Art. 11. A notificação de lançamento será expedida pelo órgão que administra o tributo e conterá obrigatoriamente:

I – a qualificação do notificado;

II – o valor do crédito tributário e o prazo para recolhimento ou impugnação;

III – a disposição legal infringida, se for o caso;

IV – a assinatura do chefe do órgão expedidor ou de outro servidor autorizado e a indicação de seu cargo ou função e o número de matrícula.

Parágrafo único. Prescinde de assinatura a notificação de lançamento emitida por processo eletrônico.

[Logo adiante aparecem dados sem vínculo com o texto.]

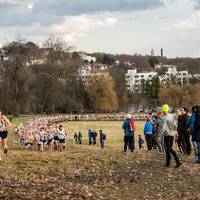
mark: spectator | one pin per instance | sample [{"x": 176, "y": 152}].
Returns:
[
  {"x": 148, "y": 129},
  {"x": 140, "y": 142},
  {"x": 102, "y": 138},
  {"x": 168, "y": 131},
  {"x": 128, "y": 133}
]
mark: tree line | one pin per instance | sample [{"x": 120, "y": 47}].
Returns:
[{"x": 46, "y": 80}]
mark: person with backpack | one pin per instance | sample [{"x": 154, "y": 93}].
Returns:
[
  {"x": 148, "y": 130},
  {"x": 167, "y": 132},
  {"x": 129, "y": 130},
  {"x": 102, "y": 138},
  {"x": 194, "y": 124}
]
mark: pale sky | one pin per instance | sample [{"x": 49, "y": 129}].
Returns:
[{"x": 112, "y": 26}]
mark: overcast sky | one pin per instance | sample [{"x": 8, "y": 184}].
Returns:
[{"x": 112, "y": 26}]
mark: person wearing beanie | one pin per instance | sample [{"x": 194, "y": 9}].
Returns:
[
  {"x": 148, "y": 130},
  {"x": 129, "y": 130},
  {"x": 167, "y": 132}
]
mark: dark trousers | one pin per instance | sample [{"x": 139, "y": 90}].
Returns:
[
  {"x": 188, "y": 147},
  {"x": 102, "y": 143},
  {"x": 185, "y": 143},
  {"x": 128, "y": 142},
  {"x": 90, "y": 140},
  {"x": 148, "y": 138},
  {"x": 140, "y": 146},
  {"x": 168, "y": 143}
]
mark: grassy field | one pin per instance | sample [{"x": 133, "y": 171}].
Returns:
[{"x": 86, "y": 172}]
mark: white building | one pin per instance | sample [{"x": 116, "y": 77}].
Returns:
[
  {"x": 86, "y": 57},
  {"x": 172, "y": 75},
  {"x": 135, "y": 81}
]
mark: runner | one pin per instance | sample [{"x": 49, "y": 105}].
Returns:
[{"x": 62, "y": 137}]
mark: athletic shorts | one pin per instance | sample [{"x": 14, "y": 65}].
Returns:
[
  {"x": 3, "y": 134},
  {"x": 56, "y": 138},
  {"x": 62, "y": 141},
  {"x": 49, "y": 141}
]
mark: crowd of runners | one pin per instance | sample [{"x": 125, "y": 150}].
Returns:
[{"x": 160, "y": 131}]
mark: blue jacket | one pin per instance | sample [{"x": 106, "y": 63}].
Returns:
[
  {"x": 148, "y": 128},
  {"x": 193, "y": 131},
  {"x": 127, "y": 128},
  {"x": 90, "y": 133}
]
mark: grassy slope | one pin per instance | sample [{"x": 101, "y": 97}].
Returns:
[{"x": 85, "y": 172}]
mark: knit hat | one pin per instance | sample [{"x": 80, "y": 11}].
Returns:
[
  {"x": 129, "y": 116},
  {"x": 165, "y": 108}
]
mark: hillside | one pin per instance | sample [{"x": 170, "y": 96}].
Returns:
[{"x": 86, "y": 172}]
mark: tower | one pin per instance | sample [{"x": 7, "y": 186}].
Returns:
[
  {"x": 152, "y": 52},
  {"x": 161, "y": 52}
]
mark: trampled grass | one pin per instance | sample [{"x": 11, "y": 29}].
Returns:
[{"x": 86, "y": 172}]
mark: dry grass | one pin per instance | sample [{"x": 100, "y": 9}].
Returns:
[{"x": 86, "y": 172}]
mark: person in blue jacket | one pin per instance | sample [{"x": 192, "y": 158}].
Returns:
[
  {"x": 195, "y": 132},
  {"x": 128, "y": 133},
  {"x": 90, "y": 135},
  {"x": 148, "y": 130}
]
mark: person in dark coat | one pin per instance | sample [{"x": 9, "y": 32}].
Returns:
[
  {"x": 194, "y": 124},
  {"x": 183, "y": 130},
  {"x": 129, "y": 130}
]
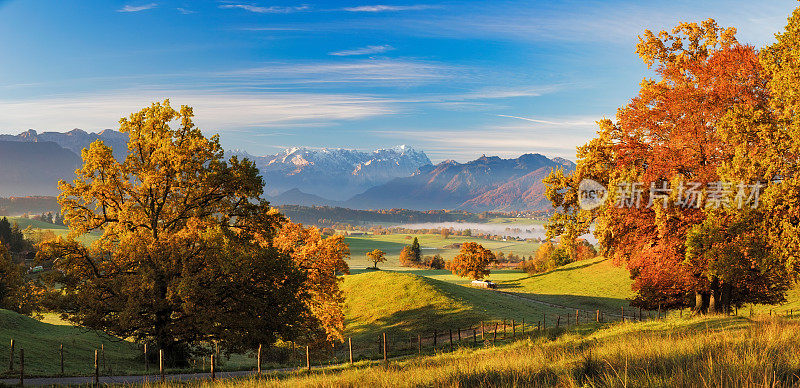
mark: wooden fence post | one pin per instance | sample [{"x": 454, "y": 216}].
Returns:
[
  {"x": 385, "y": 351},
  {"x": 22, "y": 367},
  {"x": 161, "y": 363},
  {"x": 213, "y": 367},
  {"x": 11, "y": 357},
  {"x": 96, "y": 368},
  {"x": 259, "y": 359},
  {"x": 451, "y": 340}
]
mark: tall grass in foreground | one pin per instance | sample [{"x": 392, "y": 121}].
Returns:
[{"x": 713, "y": 352}]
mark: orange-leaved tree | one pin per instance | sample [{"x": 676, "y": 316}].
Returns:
[
  {"x": 674, "y": 136},
  {"x": 376, "y": 256},
  {"x": 472, "y": 261},
  {"x": 181, "y": 259},
  {"x": 322, "y": 259}
]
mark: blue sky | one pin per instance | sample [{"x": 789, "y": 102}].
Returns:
[{"x": 456, "y": 79}]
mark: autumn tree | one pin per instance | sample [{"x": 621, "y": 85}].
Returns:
[
  {"x": 184, "y": 256},
  {"x": 322, "y": 260},
  {"x": 376, "y": 256},
  {"x": 472, "y": 261},
  {"x": 704, "y": 119},
  {"x": 14, "y": 292}
]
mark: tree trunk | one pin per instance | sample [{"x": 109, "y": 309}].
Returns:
[
  {"x": 715, "y": 302},
  {"x": 698, "y": 303},
  {"x": 726, "y": 298}
]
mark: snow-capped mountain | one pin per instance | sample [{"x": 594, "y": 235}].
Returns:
[{"x": 335, "y": 173}]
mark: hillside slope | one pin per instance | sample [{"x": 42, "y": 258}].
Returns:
[
  {"x": 588, "y": 285},
  {"x": 41, "y": 343},
  {"x": 34, "y": 168},
  {"x": 404, "y": 303}
]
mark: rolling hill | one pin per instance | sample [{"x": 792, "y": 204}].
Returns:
[{"x": 34, "y": 168}]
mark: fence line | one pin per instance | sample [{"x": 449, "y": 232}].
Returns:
[{"x": 388, "y": 346}]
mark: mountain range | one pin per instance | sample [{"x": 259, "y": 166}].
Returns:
[
  {"x": 335, "y": 173},
  {"x": 487, "y": 183},
  {"x": 75, "y": 140},
  {"x": 398, "y": 177}
]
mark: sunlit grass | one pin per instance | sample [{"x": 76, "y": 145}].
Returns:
[{"x": 712, "y": 351}]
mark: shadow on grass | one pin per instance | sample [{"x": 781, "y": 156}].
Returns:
[{"x": 516, "y": 282}]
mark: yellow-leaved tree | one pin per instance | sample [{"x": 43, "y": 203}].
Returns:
[
  {"x": 472, "y": 261},
  {"x": 181, "y": 260}
]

[2] Art. 221. O auto de infração e a nota de lançamento conterão:

I – a qualificação do autuado ou intimado;

II – o local e data da lavratura;

III – a descrição circunstanciada do fato punível ou dos fatos concretos que justifiquem a exigência do tributo;

IV – a capitulação do fato, mediante citação do dispositivo legal infringido e do que lhe comine a sanção ou do que justifique a exigência do tributo;

V – o valor do tributo e/ou das multas exigidos;

VI – a notificação para o recolhimento do débito no prazo de 30 (trinta) dias, com a indicação de que no mesmo prazo poderá ser apresentada a impugnação;

VII – a indicação da repartição onde será instaurado o processo e daquela em que a impugnação poderá ser apresentada;

VIII – a assinatura do autuante e a indicação de seu cargo ou função e o número de matrícula.

Parágrafo único – Prescindem de assinatura o auto de infração e a nota de lançamento emitidos por processo eletrônico.

Art. 74. O auto de infração conterá os seguintes elementos:

I – nome, razão social ou denominação do autuado, a atividade profissional ou econômica que exerça, seu endereço e números de inscrição no Cadastro Fiscal do Estado e no Cadastro Fiscal Federal;

II – o local, a data e a hora da lavratura;

III – a descrição circunstanciada do fato punível ou dos fatos concretos que justifiquem a exigência do tributo;

IV – o dispositivo legal infringido e o que lhe comine a sanção ou justifique a exigência do cumprimento da obrigação;

V – o valor do tributo e/ou das multas exigidas;

VI – a indicação da repartição em que correrá o processo, com o seu endereço;

VII – a intimação para efetivação do pagamento ou apresentação de defesa com menção dos prazos correspondentes bem como da incidência da taxa a que se refere o item 11, A, do inciso III, do Decreto Lei n.º 5/75, com a redação dada pela Lei n.º 2.879/97 e eventuais benefícios para o sujeito passivo.

VIII – a assinatura do autuante e a indicação do seu nome por extenso, cargo ou função e número da matrícula, ressalvada a hipótese de emissão por processo eletrônico, a carimbo ou por outra forma legível.

[3] in Direito Tributário Brasileiro. 14ª ed., São Paulo: Saraiva, 2008

[4] in Comentários ao Código Tributário Nacional. São Paulo: Editora Atlas, 2005, p. 544

[5] in Código Tributário Nacional Comentado – Em sua Moldura Constitucional. Rio de Janeiro: Grupo GEN; 2020.